From: Osumi, Takamichi/大墨 昂道 <[email protected]>
> I wrote and attached the first patch to disable WAL logging.
> This patch passes the regression test of check-world already and is formatted
I think make check-world uses the default setting for wal_level. You need to
set wal_level = none and do make installcheck-world.
> I compared two wal_levels both 'minimal' and 'none'.
> For both levels, I measured
> (1) cluster's restore from pg_dumpall output,
> (2) COPY initial data to a defined table as initial data loading, and
> (3) COPY data to a defined table with tuples, 3 times each for all cases.

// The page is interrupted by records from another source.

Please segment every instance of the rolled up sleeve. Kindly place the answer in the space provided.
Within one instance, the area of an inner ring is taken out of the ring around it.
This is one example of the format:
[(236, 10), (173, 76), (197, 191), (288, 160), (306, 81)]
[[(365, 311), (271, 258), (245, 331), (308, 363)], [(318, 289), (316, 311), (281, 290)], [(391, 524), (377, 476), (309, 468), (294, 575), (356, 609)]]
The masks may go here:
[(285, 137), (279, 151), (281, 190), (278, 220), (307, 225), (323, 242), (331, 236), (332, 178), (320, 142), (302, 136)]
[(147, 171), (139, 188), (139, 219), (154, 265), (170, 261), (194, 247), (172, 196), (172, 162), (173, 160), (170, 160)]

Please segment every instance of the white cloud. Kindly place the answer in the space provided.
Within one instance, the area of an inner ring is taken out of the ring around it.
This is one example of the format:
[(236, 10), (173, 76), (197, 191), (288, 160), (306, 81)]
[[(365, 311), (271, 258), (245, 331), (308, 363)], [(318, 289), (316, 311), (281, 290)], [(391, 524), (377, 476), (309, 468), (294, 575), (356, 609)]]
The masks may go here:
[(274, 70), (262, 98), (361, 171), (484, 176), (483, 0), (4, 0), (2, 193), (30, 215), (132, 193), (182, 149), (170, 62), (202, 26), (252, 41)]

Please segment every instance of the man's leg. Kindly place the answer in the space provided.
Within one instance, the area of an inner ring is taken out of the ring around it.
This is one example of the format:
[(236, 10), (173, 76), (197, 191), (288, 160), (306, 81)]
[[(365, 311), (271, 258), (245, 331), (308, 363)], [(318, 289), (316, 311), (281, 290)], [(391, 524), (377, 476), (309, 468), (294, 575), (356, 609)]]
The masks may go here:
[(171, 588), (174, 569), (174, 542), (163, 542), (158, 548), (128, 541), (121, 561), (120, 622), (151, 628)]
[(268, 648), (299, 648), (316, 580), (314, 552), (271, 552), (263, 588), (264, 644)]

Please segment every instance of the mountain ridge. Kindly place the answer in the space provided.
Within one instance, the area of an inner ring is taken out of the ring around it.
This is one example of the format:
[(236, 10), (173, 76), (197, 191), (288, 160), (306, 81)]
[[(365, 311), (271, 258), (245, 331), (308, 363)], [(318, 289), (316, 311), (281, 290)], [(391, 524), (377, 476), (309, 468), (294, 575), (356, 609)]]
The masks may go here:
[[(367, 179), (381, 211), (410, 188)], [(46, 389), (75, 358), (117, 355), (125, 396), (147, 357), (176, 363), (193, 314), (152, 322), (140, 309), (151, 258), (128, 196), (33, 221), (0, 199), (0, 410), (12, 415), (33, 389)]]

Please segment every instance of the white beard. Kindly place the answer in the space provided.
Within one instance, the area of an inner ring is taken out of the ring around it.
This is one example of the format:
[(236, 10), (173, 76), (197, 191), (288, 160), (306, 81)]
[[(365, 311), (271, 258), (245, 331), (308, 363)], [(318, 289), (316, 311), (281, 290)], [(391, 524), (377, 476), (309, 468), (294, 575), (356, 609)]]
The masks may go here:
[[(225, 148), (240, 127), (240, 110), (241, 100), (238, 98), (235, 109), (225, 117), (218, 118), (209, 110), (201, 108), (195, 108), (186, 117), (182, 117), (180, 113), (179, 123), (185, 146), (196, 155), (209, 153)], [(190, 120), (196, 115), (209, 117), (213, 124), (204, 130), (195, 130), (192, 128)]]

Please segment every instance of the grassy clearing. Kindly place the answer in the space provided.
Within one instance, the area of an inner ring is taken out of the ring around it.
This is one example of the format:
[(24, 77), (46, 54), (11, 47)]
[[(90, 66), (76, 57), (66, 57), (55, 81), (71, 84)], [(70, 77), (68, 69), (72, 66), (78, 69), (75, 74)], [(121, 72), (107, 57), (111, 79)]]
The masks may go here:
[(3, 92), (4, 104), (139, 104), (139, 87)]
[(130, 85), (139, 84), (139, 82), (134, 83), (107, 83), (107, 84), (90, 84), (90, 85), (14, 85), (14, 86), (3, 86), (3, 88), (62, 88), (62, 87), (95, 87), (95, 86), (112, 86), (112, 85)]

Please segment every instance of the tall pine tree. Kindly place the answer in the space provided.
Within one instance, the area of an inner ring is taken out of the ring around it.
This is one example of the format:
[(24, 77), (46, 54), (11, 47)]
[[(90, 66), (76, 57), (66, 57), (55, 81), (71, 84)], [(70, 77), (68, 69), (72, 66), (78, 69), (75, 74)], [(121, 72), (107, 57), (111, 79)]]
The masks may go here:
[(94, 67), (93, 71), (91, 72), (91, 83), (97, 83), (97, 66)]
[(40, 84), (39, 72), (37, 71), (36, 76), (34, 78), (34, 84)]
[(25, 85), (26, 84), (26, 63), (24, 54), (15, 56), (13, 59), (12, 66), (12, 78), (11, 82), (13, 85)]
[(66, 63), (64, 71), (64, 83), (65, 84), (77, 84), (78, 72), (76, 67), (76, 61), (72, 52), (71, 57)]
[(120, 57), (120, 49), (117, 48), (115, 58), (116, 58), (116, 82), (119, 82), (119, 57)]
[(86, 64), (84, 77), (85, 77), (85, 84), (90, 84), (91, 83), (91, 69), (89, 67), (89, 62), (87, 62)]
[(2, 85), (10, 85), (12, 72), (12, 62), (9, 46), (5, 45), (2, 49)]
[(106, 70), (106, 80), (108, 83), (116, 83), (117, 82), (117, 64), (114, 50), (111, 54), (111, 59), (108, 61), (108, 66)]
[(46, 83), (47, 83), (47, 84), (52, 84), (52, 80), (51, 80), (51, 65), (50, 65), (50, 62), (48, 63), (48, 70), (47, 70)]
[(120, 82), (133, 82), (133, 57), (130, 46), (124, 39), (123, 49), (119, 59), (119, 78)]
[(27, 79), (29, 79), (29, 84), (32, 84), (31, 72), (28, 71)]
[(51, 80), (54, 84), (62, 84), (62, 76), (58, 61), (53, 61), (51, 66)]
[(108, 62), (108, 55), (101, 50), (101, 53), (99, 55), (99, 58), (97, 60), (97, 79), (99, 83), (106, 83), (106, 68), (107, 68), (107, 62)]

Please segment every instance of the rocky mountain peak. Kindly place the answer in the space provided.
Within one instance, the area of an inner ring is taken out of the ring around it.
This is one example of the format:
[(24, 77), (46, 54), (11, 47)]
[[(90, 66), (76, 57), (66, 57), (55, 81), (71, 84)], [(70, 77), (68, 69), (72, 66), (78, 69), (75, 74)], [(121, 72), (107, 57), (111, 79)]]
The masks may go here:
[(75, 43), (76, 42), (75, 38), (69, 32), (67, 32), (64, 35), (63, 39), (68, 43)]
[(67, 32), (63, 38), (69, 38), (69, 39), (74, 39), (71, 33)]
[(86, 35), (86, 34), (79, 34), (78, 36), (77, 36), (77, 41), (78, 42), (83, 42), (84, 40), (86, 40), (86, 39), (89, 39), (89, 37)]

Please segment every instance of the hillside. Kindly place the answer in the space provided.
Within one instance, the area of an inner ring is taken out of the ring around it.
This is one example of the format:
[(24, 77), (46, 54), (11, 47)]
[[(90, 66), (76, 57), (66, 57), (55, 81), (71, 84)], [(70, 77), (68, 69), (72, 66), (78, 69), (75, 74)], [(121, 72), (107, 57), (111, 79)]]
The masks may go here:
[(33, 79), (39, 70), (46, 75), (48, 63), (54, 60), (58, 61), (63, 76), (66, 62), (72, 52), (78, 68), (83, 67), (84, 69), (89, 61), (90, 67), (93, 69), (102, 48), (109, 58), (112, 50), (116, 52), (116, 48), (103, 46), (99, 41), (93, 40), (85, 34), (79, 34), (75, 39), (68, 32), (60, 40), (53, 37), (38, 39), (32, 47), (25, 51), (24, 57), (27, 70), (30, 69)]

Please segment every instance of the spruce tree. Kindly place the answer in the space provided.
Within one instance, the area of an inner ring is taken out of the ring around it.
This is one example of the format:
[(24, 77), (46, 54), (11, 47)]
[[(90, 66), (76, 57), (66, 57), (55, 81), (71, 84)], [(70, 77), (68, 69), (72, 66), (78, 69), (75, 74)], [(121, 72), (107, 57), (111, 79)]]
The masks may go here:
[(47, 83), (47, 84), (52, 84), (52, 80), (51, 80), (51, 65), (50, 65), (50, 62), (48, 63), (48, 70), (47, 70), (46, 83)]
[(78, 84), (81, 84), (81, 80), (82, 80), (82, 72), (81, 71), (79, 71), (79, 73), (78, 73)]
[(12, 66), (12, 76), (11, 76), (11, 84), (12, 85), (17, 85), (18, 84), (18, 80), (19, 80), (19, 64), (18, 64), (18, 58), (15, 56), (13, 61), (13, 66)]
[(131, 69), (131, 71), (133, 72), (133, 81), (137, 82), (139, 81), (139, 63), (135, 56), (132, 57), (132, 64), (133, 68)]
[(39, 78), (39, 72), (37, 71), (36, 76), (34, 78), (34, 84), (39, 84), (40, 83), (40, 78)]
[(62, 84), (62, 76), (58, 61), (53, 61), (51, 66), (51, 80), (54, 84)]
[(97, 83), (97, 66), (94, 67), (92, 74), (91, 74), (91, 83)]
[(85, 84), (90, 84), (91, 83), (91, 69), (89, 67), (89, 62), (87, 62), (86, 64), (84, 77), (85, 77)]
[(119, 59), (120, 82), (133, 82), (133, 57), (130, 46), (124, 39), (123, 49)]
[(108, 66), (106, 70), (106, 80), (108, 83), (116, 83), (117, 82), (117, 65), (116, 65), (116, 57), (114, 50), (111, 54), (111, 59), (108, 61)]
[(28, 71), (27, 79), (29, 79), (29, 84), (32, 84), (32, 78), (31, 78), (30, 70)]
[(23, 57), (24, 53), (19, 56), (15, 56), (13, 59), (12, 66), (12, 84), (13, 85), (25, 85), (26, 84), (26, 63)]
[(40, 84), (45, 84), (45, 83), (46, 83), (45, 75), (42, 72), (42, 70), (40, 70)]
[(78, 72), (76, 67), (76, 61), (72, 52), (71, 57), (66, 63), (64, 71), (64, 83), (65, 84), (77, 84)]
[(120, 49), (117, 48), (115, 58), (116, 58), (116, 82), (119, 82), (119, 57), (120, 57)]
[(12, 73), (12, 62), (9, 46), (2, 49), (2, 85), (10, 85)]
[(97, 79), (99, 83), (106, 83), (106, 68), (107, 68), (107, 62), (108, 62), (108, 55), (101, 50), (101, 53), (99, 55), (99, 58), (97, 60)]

> After that, calculated the average and the ratio of the loading speed.
> The conclusion is that wal_level=none cuts about 20% of the loading speed
> compared to 'minimal' in the three cases above.
Hmm. I wonder why pg_dumpall's performance increases by as much as 20%. On
the contrary to my previous hope, pg_dumpall uses COPY to restore data, so it
doesn't emit WAL when wal_level = minimal. (Is it brought by the difference of
whether DDL's WAL is emitted or not?)
> Sharing other scenario to measure is welcome.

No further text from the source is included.